An additional limitation is that many interventionalists are not trained in intracoronary ultrasound. They simply do not have a good understanding of how to interpret the images, how to measure properly, how to interpret the measurements properly and so forth. I have now been giving training courses for several years to interventionalists not using a lot of IVUS. The last thing most experienced interventionalists want to admit to anyone is that they don’t really know how to use IVUS correctly. But I find when I get people into my courses, by the questions they ask, by their own admission or by just asking questions to them myself, that many, many interventionalists don’t clearly understand how to interpret and use IVUS. Fortunately, it is obviously a very correctable limitation. One of my concerns is that many academic training centers actually have relatively low IVUS usages. It is not everywhere, but I do know of training programs where the use of IVUS is very low. How can you train fellows to be expert in IVUS if you’re not using it in the first place?
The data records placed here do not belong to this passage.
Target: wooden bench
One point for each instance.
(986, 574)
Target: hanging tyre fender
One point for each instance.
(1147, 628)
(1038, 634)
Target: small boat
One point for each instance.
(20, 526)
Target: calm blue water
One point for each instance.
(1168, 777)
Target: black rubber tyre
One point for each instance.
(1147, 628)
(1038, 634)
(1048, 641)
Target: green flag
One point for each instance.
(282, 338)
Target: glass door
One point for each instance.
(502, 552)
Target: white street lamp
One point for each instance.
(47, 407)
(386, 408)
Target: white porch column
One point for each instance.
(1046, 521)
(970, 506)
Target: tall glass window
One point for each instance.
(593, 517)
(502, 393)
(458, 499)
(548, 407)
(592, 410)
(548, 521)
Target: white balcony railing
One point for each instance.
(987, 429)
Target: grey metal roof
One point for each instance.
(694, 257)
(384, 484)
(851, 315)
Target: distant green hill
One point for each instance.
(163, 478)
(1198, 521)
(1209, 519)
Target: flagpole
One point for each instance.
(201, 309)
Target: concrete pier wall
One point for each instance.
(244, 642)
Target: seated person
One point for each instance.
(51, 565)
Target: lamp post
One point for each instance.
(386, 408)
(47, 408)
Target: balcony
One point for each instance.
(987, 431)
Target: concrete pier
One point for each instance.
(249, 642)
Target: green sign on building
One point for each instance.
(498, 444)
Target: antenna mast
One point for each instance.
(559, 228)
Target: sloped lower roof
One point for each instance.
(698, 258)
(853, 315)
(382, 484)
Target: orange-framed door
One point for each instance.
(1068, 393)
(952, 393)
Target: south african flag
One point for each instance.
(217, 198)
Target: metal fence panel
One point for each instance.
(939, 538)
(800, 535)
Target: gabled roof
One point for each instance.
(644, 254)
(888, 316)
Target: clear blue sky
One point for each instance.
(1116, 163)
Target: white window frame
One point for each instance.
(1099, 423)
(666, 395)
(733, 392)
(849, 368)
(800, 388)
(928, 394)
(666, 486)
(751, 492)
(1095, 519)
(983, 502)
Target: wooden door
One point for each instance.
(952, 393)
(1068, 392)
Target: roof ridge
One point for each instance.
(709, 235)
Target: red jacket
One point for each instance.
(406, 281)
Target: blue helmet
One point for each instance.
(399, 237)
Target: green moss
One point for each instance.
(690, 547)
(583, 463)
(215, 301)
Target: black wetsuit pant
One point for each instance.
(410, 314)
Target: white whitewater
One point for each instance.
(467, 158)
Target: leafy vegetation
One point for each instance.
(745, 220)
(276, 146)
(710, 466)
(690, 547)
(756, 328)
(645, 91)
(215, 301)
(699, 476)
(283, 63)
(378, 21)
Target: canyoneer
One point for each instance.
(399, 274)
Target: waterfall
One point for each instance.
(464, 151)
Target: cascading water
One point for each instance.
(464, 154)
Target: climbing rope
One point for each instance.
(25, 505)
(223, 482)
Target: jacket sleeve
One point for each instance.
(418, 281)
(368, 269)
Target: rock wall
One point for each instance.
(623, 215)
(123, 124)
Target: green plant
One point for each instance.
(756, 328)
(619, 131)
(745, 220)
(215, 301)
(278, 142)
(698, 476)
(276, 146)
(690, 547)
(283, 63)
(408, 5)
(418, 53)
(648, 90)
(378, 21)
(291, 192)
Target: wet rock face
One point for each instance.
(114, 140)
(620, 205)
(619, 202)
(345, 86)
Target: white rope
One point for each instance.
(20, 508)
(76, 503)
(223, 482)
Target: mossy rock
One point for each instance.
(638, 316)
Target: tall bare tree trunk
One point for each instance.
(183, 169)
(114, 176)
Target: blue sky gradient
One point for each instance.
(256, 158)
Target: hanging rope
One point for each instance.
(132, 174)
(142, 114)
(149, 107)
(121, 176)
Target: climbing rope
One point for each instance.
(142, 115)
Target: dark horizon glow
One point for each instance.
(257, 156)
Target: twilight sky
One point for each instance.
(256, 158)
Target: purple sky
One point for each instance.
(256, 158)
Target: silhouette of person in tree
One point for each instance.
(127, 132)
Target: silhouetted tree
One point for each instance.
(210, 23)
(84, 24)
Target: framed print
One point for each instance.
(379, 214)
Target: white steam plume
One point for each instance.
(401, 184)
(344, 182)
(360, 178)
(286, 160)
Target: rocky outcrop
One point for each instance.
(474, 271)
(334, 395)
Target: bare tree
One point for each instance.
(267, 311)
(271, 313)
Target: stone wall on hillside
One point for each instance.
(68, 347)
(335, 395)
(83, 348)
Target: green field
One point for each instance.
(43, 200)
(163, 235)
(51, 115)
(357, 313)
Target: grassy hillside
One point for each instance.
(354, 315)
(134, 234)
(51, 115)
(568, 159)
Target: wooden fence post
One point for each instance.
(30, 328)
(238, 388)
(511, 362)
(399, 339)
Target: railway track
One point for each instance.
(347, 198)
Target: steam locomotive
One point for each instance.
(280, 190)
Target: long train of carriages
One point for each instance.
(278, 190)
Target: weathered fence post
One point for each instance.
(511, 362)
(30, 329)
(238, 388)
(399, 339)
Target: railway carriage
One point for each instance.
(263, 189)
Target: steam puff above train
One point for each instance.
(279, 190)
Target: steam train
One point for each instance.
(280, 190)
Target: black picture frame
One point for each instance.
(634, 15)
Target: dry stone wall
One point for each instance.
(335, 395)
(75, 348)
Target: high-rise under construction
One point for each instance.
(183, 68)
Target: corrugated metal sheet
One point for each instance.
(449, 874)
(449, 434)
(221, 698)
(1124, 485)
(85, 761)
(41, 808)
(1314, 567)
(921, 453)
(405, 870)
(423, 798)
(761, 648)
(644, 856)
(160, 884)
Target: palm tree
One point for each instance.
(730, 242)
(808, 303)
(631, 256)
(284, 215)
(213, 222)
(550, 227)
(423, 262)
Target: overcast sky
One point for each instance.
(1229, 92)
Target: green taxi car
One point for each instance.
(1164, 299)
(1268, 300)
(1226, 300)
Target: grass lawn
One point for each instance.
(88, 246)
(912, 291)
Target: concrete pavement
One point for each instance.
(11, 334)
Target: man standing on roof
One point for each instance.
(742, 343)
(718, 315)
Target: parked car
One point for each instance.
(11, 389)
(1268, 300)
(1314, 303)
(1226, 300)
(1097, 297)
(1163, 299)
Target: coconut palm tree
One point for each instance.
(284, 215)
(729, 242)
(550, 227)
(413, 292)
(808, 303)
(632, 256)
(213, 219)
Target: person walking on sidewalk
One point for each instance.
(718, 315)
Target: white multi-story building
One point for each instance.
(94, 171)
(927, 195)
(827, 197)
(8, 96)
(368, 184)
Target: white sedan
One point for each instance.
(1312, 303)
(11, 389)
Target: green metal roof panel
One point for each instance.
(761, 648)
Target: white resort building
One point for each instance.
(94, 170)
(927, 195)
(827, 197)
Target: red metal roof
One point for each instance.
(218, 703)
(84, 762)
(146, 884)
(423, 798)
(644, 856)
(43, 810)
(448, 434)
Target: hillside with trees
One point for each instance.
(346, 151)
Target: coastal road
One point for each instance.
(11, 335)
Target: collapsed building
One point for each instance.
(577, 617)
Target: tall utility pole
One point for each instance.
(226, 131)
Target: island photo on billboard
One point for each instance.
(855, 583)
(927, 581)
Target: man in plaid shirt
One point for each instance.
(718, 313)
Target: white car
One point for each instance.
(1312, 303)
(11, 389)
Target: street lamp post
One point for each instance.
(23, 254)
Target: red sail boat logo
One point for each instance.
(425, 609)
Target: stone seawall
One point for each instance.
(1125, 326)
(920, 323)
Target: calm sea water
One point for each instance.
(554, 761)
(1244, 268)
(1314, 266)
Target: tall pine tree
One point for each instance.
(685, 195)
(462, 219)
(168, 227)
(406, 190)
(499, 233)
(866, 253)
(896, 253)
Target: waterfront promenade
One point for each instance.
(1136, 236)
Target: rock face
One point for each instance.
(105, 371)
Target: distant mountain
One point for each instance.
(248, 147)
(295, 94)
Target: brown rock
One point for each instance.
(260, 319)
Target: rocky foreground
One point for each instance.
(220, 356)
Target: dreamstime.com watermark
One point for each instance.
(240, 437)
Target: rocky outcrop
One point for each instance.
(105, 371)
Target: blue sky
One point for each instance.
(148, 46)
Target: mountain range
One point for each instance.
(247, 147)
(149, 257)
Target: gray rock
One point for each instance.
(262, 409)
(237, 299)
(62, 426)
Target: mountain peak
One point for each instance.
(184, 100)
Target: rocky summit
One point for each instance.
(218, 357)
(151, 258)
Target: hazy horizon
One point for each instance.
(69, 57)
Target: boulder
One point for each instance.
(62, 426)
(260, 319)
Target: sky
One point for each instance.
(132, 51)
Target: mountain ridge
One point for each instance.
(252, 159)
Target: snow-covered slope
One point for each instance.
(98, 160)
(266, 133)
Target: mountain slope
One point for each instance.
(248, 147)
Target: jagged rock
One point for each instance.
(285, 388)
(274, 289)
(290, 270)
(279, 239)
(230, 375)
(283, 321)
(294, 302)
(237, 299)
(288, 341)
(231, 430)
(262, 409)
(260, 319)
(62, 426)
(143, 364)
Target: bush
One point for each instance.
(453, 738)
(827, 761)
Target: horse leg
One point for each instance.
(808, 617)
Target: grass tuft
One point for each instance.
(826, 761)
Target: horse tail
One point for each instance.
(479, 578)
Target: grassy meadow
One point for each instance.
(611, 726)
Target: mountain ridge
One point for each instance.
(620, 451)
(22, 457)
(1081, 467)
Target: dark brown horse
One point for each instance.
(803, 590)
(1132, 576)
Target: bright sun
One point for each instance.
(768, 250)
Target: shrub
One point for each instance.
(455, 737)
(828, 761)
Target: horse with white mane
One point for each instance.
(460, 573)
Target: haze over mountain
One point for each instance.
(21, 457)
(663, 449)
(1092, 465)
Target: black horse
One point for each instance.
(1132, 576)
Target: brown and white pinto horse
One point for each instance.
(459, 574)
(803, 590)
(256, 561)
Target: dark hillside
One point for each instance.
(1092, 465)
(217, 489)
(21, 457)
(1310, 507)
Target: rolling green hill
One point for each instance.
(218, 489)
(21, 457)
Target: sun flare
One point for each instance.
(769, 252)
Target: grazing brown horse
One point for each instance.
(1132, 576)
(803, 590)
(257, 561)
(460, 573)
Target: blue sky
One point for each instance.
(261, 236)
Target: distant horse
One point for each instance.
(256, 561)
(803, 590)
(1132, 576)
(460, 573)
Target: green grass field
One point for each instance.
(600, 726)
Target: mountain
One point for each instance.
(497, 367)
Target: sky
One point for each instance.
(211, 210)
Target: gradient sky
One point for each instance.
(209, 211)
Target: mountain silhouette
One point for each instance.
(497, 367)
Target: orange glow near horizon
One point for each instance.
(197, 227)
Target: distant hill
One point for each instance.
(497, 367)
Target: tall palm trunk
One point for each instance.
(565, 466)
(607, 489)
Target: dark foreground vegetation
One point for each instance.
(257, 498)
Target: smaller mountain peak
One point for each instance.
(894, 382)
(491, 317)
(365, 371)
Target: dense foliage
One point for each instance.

Do you find that experienced staff are helpful in IVUS use?
We do have some staff who are experienced and who have been to IVUS courses. Some of our staff are extremely good at both the mechanics (the “buttonology”), and measuring and interpreting IVUS images. If an interventionalist who is not a frequent IVUS user is working with a staff member who is very comfortable using IVUS, we sometimes see that the physician is more likely to IVUS. Sometimes a technologist will suggest to the physician, ‘Why don’ you IVUS that?’But obviously if that tech is very uncomfortable with IVUS, they will not make that recommendation. Labs with IVUS should definitely make an attempt to train as many people as they can to be adept at both doing IVUS and understanding the image they see.